PKK’yi askeri olarak yenebilir mi Erdoğan? Bu soruya Garê’de, Avaşin’de Zap’ta yarım saat keşif uçakları iş yapamaz hale gelince ne hale düştüklerini dünya âlemin gördüğü kendi askerleri cevap versin. Ya da 40 yıldır elinde sarsılmaz iradesi ve devrimci yaratıcılığı dışında bir şey olamayan Kürt gerillası karşısında biçare kalan ordusunun arşivlerini incelesin, cevap bulmak için. Bu soruyu bir kenara bırakalım. Cevabı savaş alanlarında fedailer veriyor.

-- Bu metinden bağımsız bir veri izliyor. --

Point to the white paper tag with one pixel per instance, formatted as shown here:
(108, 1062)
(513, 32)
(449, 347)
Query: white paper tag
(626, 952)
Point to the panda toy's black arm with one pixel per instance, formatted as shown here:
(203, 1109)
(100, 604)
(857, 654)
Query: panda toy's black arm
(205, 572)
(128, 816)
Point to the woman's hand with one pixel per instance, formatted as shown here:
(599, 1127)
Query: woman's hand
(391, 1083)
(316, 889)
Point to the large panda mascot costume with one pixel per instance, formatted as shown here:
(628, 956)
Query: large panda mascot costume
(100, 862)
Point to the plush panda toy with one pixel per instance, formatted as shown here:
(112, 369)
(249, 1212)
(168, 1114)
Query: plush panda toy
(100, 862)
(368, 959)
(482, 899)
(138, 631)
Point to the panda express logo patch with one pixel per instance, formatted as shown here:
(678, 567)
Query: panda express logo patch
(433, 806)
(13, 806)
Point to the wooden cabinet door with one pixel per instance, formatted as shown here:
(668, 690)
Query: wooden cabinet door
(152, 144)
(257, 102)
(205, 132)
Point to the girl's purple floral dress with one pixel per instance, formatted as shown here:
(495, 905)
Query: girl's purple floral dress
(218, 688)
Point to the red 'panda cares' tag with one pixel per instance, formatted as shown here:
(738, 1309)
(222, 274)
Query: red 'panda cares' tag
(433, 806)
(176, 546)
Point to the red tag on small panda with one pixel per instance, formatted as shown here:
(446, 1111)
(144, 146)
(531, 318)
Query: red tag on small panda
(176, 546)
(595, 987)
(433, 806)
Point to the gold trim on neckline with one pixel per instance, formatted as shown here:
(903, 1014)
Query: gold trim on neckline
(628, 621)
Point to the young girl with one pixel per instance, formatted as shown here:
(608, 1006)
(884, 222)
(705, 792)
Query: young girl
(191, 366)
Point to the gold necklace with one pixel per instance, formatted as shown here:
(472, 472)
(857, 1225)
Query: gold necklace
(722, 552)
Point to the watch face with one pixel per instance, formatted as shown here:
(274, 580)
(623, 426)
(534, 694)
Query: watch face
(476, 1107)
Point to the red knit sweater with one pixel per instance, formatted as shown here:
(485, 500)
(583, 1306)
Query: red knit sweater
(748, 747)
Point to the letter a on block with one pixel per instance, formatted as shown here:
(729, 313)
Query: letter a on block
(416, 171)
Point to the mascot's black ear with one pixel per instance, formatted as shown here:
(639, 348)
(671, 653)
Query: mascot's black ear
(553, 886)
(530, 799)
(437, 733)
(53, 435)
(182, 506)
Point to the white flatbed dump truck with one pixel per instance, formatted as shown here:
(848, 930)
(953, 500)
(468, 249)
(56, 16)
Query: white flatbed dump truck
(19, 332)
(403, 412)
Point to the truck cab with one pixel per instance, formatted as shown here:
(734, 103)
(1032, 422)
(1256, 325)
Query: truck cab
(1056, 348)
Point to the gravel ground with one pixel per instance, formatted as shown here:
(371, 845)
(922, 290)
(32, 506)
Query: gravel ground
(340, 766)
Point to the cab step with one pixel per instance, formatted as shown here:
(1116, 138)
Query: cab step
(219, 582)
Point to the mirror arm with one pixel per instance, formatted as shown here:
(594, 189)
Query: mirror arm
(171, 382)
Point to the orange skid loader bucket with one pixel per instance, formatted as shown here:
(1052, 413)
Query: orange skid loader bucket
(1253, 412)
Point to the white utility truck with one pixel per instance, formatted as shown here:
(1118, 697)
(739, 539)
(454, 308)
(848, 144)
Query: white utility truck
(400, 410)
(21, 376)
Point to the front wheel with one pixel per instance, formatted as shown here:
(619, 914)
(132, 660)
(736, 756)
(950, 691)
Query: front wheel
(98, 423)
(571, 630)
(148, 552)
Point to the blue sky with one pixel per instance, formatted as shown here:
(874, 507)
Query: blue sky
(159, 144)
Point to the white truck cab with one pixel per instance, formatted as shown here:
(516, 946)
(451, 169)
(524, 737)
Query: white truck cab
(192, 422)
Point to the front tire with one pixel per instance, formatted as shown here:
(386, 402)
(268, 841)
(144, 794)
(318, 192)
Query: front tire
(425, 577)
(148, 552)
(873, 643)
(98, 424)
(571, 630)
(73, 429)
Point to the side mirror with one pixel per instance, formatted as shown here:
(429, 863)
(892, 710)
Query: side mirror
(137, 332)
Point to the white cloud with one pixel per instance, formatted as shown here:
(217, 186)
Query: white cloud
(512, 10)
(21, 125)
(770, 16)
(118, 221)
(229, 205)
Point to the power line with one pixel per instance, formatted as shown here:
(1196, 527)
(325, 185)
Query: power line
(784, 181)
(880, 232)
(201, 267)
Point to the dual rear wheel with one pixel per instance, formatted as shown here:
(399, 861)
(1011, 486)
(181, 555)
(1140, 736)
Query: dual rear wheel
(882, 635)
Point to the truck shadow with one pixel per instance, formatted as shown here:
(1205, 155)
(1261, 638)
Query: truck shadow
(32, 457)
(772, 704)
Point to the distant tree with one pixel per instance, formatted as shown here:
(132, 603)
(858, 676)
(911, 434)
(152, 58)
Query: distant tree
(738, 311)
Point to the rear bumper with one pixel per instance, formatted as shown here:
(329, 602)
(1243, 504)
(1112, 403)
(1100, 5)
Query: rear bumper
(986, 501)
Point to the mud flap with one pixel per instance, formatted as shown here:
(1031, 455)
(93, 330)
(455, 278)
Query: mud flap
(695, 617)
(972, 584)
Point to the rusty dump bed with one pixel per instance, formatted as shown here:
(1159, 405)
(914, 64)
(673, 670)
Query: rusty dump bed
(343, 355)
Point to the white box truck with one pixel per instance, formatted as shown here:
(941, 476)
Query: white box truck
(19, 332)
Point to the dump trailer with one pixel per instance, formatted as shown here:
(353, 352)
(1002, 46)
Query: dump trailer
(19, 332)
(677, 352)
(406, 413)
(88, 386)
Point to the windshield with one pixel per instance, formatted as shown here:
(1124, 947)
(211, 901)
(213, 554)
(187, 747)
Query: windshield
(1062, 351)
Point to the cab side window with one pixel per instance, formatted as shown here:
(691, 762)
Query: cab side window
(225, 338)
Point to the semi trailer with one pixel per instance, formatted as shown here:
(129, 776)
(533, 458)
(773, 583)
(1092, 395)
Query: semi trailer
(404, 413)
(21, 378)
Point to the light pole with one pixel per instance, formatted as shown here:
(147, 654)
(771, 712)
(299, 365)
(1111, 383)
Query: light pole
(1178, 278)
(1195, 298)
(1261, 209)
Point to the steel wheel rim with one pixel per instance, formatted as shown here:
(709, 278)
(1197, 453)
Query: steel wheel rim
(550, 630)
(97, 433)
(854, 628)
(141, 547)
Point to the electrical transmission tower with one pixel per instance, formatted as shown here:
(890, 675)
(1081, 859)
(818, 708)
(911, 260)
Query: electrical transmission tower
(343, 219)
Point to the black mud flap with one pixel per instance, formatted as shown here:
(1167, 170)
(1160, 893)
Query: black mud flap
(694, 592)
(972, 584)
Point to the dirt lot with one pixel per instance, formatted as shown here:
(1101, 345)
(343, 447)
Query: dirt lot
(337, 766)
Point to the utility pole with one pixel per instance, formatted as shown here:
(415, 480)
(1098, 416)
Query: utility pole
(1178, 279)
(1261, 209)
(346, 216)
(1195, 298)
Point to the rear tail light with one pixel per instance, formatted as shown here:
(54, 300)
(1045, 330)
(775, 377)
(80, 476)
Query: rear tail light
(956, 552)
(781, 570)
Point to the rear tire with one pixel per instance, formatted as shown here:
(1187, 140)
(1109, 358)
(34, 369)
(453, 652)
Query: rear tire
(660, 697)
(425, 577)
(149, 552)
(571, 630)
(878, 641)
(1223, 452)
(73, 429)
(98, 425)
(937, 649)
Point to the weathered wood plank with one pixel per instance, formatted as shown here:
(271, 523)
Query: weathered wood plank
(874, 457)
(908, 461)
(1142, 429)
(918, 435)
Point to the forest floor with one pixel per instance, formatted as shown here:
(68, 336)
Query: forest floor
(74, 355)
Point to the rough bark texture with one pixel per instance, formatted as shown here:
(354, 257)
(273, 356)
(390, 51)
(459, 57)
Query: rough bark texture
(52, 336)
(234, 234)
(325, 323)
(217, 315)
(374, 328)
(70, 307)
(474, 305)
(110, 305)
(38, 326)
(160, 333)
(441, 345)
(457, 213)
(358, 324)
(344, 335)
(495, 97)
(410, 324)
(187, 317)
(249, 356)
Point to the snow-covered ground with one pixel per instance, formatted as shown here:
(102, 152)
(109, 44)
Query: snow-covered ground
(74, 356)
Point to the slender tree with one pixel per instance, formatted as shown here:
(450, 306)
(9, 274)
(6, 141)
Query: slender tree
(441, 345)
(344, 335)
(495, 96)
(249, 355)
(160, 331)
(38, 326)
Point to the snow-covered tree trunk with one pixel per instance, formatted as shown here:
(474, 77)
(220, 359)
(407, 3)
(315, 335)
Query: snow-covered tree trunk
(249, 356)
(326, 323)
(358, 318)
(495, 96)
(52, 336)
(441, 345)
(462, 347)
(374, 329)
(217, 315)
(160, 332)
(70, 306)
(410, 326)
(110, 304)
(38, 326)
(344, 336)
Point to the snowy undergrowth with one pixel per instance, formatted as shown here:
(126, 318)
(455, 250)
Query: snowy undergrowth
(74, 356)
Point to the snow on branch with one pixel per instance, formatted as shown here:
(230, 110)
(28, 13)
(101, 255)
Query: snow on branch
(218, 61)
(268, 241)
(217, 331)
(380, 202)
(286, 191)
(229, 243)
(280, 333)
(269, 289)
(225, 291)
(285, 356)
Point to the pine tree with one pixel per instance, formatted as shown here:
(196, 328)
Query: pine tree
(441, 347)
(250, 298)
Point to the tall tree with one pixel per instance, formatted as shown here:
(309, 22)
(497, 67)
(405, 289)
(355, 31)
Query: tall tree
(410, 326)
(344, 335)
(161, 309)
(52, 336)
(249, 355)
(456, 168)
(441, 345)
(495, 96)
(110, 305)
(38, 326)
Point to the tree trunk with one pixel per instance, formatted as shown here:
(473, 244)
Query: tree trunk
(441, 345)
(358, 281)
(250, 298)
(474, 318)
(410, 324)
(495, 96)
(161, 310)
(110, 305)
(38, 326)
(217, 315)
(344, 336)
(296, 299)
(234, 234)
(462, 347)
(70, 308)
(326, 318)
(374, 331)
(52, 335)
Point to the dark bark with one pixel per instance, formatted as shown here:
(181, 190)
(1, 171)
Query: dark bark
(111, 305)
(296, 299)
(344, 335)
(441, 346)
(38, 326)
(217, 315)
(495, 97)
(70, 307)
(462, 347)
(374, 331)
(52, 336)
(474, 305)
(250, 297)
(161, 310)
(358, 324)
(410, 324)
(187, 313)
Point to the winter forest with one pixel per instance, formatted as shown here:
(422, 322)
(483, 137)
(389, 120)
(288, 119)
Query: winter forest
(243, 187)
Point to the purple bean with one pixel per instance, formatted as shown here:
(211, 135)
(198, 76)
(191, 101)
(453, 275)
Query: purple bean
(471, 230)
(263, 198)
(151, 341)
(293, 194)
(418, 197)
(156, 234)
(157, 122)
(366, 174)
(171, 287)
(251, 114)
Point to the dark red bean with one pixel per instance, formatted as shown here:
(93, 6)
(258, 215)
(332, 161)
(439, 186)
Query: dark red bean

Milyonlarca Kürdü katledebilir mi Erdoğan? Ne olacak peki Kürtler bir gece yatıp sabah Kürt kökenli Türk olduklarını mı düşünecekler? Kandil’i Kandil yapan başta Mehmet Karasungur olmak üzere şehitlerini unutacaklar mı? Her gün mezarlarını kaybettikleri fakat hiçbir Kürdün kalbinden silemedikleri Şeyh Sait ve Seyit Rıza’ya layık torunlar olmak için mezarsız kalmayı kabul edip her koşulda son saniyeye kadar direnen gençlerini unutacak mı bu toplum? Yeni yüzyılı da başı eğik mi geçirecek geçen iki yüz yıl agibi? Kürtler SİHA, İHA, Bayraktar, F16’lar sayesinde “Ne Mutlu Türk’üm diyene” diye mi haykıracak? Herkes bir yana tek başına faşist devletin göz göre göre katlettiği oğulları için direnen Emine Şenyaşar anayı ikna mı edecek Erdoğan?
Önder APO’nun sonsuz emekle attığı tohumlar bitmeyen mücadele ile büyütülen fidanlar kuruyacak mı sanıyor Erdoğan? Laz Kemal’in Amed zindanında “Biz bu devlete bir kazı çaktık çıkarabiliyorsa çıkarsın” diye ilan ettiği gerçeği bilmiyorsa PKK’yi hiç tanımamış demektir, tıpkı geçen on yıllardaki cumhurbaşkanları, başbakanlar, genelkurmay başkanları ve bilcümle faşist çeteler gibi. Onlar er geç tanıdı, Erdoğan da iktidarı boyunca pek çok kez gördü, bu gerçeği bir kez daha görecek ve iktidarı yerle bir olduğunda PKK’yi çok iyi tanıyacak.